Alegrarnos porque la muerte ronda por la calle y no se introduce en nuestras casas debería preocuparnos, y entonces tendríamos que replantearnos cómo está nuestra humanidad. Qué lindo sería aprender a mirarnos en el espejo y ver en el reflejo al otro, sus lamentos y necesidades.
Hay una diferencia entre el pobre que desayuna sin mantequilla y aquel que no desayuna. Existen kilómetros de distancia a pie entre la persona que se lamenta porque su billetera enflaquece y aquel que aprendió a vivir al fiado. La honestidad, como sucede en la novela “La Peste”, de Albert Camus, es el remedio para al menos vivir en paz y no sentirnos tan derrotados al final del día.
No seamos como aquellos políticos que nunca se van a dar la mano, y a quienes las palabras “bien común” y “solidaridad” no les cabrían en sus bocas si no fuese con una descarada dosis de cinismo. Tampoco tomemos como ejemplo a los buitres que disfrutan y hacen un festín con la muerte “ajena”. No, no, no… seamos más que eso.
¿Estos días acaso no hemos tenido la impresión de que el fin del mundo ha saltado de la pantalla grande y se ha instalado del otro lado de la ventana? Y en el mudo real a estas horas el traje de héroe se encuentra ocupado por quienes tienen un estetoscopio colgado en el cuello; todos los demás estamos demás.
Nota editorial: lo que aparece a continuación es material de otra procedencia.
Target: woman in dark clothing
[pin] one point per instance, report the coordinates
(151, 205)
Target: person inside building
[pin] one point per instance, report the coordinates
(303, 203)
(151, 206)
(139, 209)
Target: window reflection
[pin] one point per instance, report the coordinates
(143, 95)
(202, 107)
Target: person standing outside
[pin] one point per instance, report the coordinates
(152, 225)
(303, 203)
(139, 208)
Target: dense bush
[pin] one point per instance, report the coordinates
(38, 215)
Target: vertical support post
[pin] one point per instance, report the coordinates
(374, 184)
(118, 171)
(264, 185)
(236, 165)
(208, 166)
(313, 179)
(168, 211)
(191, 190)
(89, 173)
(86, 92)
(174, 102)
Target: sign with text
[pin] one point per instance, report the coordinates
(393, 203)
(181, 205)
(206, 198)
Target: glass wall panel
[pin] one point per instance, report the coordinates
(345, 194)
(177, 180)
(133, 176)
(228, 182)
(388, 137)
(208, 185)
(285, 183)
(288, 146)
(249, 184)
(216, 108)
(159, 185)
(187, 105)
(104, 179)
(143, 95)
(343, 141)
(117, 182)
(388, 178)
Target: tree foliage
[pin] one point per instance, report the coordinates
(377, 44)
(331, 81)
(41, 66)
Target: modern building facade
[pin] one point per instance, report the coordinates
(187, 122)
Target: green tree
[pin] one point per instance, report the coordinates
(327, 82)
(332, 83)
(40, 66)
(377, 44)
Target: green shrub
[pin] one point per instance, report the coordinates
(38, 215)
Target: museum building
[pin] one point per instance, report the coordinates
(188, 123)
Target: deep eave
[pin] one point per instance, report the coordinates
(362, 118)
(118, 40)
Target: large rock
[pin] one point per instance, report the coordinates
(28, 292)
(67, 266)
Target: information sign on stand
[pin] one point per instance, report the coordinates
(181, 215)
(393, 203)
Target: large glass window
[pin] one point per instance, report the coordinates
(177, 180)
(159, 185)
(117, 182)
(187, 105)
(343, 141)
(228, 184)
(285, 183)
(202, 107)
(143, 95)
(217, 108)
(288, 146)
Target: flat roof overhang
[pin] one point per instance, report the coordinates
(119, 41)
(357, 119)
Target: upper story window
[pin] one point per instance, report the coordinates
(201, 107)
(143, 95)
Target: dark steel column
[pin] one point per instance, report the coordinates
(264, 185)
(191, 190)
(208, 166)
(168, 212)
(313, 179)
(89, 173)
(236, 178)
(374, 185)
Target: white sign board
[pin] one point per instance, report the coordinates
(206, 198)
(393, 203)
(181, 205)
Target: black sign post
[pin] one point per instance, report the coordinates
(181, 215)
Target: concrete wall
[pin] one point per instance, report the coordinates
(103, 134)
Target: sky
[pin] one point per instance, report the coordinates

Asumamos que esta batalla ya la hemos perdido y nos queda tomar la derrota con dignidad. La dignidad, imagino, que la conseguiremos cuando aprendamos a valorar los momentos, ésos que viviremos pronto y que después no volverán. Disfrutemos de la sonrisa de la hija que juega con su pícaro perro, escuchemos con paciencia y buen humor el consejo siempre repetido de la mamá, robemos más besos consentidos, y vayamos de paseo por cualquier calle de la ciudad que hoy está prohibida para nosotros… Eso, quizás y de repente únicamente eso, podría devolvernos en algo la humanidad que hemos perdido.